Ketua Dewan Perwakilan Rakyat Daereh (DPRD) Kabupaten Maluku Tengah Men Carl Haurissa, kini memenuhi panggilan Kejari untuk di periksa sebagai saksi dalam perkara dana Bantuan Sosial (Bansos) tahun anggaran 2023 senilai miliaran rupiah.
Haurissa menghadiri panggilan tersebut pada Senin, (2/3/2026) karena pada tahun 2023 dirinya masih menjabat sebagai Wakil Ketua DPRD Malteng, dana Bansos kala itu telah terlealisasi sekira 70 kelompok penerima.
Usai menjalani pemeriksaan Haurissa menyampaikan kehadirannya merupakan bentuk kepatuhan terhadap proses hukum yang sedang berjalan.
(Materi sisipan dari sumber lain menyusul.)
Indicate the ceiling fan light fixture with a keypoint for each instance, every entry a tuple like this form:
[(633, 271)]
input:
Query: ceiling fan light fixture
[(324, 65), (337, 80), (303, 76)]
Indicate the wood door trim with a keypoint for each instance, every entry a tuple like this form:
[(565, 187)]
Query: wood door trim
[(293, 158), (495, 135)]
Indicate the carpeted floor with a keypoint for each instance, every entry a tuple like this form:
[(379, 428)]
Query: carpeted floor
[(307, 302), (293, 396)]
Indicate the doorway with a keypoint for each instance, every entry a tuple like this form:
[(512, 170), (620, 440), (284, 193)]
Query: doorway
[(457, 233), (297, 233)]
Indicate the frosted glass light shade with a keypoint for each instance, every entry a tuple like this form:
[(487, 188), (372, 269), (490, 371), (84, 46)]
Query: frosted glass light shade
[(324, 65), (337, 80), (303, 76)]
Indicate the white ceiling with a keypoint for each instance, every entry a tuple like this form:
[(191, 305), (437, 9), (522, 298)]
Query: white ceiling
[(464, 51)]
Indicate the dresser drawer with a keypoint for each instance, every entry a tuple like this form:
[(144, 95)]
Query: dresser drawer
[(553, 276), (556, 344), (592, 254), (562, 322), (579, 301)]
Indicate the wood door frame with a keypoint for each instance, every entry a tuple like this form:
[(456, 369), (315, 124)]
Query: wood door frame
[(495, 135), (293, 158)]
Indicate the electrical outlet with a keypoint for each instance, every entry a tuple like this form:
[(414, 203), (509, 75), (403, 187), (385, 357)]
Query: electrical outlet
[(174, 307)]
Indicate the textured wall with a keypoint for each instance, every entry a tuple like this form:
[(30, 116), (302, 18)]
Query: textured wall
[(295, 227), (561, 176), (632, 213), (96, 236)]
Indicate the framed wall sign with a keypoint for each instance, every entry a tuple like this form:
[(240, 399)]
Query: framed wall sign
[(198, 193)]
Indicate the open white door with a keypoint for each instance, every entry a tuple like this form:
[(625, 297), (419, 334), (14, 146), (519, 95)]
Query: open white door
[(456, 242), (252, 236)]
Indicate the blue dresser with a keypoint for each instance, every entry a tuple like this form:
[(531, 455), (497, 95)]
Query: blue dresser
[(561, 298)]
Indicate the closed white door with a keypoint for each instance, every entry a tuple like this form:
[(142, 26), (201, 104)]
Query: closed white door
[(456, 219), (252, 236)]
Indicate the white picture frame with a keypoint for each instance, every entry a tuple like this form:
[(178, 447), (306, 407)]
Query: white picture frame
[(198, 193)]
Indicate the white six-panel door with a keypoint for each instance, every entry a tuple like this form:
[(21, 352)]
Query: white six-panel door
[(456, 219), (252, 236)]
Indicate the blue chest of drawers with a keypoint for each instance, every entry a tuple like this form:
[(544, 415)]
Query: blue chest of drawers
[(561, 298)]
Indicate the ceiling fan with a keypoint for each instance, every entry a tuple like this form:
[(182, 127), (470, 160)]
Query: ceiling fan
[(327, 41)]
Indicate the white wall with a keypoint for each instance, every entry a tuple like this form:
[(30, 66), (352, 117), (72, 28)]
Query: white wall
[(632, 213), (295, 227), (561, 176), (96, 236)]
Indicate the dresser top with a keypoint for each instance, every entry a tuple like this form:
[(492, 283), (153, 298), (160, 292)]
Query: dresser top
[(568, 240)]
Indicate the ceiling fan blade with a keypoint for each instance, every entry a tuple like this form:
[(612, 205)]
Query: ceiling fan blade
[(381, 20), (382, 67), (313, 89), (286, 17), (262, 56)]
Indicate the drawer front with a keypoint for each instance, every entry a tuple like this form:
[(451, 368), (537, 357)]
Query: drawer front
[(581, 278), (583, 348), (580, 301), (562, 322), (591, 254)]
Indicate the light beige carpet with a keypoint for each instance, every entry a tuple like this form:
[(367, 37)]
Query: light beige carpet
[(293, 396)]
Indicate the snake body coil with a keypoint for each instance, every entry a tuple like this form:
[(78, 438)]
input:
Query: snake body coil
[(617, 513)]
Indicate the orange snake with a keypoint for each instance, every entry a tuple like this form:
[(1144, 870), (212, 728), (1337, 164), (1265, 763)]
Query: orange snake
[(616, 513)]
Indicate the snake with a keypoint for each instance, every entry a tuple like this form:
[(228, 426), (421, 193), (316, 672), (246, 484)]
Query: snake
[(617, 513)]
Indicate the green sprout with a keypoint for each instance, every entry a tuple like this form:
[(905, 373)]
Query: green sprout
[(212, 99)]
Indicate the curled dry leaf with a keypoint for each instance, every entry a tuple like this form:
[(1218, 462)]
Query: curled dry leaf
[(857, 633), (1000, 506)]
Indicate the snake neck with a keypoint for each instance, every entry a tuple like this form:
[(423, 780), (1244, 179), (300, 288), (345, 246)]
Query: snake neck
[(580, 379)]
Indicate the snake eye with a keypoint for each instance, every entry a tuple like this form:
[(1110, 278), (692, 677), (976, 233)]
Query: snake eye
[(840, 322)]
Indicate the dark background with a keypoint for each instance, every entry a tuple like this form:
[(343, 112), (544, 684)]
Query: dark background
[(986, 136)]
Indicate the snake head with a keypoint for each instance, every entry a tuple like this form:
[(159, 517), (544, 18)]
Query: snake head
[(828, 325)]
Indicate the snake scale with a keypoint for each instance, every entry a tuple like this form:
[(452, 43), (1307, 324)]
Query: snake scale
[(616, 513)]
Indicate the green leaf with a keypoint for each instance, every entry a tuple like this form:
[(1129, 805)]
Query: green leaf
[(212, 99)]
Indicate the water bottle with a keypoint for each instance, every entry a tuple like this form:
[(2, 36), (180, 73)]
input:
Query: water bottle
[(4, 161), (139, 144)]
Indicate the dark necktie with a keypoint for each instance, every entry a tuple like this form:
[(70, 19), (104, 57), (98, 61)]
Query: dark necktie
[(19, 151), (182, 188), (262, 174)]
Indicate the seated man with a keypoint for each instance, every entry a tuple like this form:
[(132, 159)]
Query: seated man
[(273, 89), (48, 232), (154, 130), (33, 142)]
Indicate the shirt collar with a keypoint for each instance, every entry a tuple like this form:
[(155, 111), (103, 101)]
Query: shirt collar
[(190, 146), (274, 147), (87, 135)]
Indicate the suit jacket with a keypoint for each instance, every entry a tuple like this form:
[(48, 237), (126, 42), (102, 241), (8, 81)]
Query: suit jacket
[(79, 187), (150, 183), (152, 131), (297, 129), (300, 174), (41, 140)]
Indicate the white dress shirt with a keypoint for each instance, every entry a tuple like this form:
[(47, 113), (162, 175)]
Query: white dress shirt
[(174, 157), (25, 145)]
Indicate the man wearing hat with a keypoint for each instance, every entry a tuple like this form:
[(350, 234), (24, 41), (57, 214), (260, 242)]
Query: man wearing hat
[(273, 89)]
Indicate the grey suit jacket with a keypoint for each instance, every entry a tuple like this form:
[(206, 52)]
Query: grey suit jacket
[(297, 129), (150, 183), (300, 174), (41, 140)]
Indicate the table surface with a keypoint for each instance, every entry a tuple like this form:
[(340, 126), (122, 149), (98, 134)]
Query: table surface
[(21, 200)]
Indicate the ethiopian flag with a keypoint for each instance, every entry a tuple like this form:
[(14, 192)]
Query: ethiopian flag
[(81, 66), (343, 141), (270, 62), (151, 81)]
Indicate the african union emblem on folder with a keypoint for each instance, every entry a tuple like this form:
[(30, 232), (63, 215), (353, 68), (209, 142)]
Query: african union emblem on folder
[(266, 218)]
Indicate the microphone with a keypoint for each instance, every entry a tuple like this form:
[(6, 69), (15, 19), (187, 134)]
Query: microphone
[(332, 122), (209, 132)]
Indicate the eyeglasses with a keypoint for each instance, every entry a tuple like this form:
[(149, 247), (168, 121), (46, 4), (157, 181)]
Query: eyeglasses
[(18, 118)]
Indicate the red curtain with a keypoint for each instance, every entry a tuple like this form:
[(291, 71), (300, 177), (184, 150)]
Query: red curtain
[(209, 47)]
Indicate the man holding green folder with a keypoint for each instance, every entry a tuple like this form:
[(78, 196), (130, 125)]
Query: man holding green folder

”Sebagai warga negara yang baik, saya wajib memenuhi panggilan penyidik dan memberikan keterangan yang sebenar-benarnya.” ungkapnya
Selain Ketua DPRD Malteng, mantan Pejabat Bupati Maluku Tengah Rakib Sahubawa kini di jadwalkan akan memenuhi panggilan jaksa pada Kamis, 05 Maret 2026, pukul 10.00 WIT, nanti bertempat di kantor Kejaksaan Negeri Maluku Tengah.
Pemeriksaan tersebut dilaksanakan berdasarkan Surat Perintah Penyidikan Kepala Kejaksaan Negeri Maluku Tengah NOMOR: PRINT-608/Q.1.11/Fd.1/10/2025 tertanggal 27 Oktober 2025 yang secara tegas memerintahkan penyidikan atas dugaan tindak pidana korupsi dalam penyaluran dana Bansos.
Perlu di ketahui bahwa Dana Bantuan Sosial (Bansos) senilai Rp9,7 Miliar lenyap namun telah di setor ke 70 penerima dengan realisasi penanggung jawab terbilang, 0%. Dua pejabat di lingkup Kabupaten Maluku Tengah yakni Ketua DPRD dan mantan Pj Bupati di panggil untuk diminta keterangan oleh Kejari Malteng terkait kasus ini.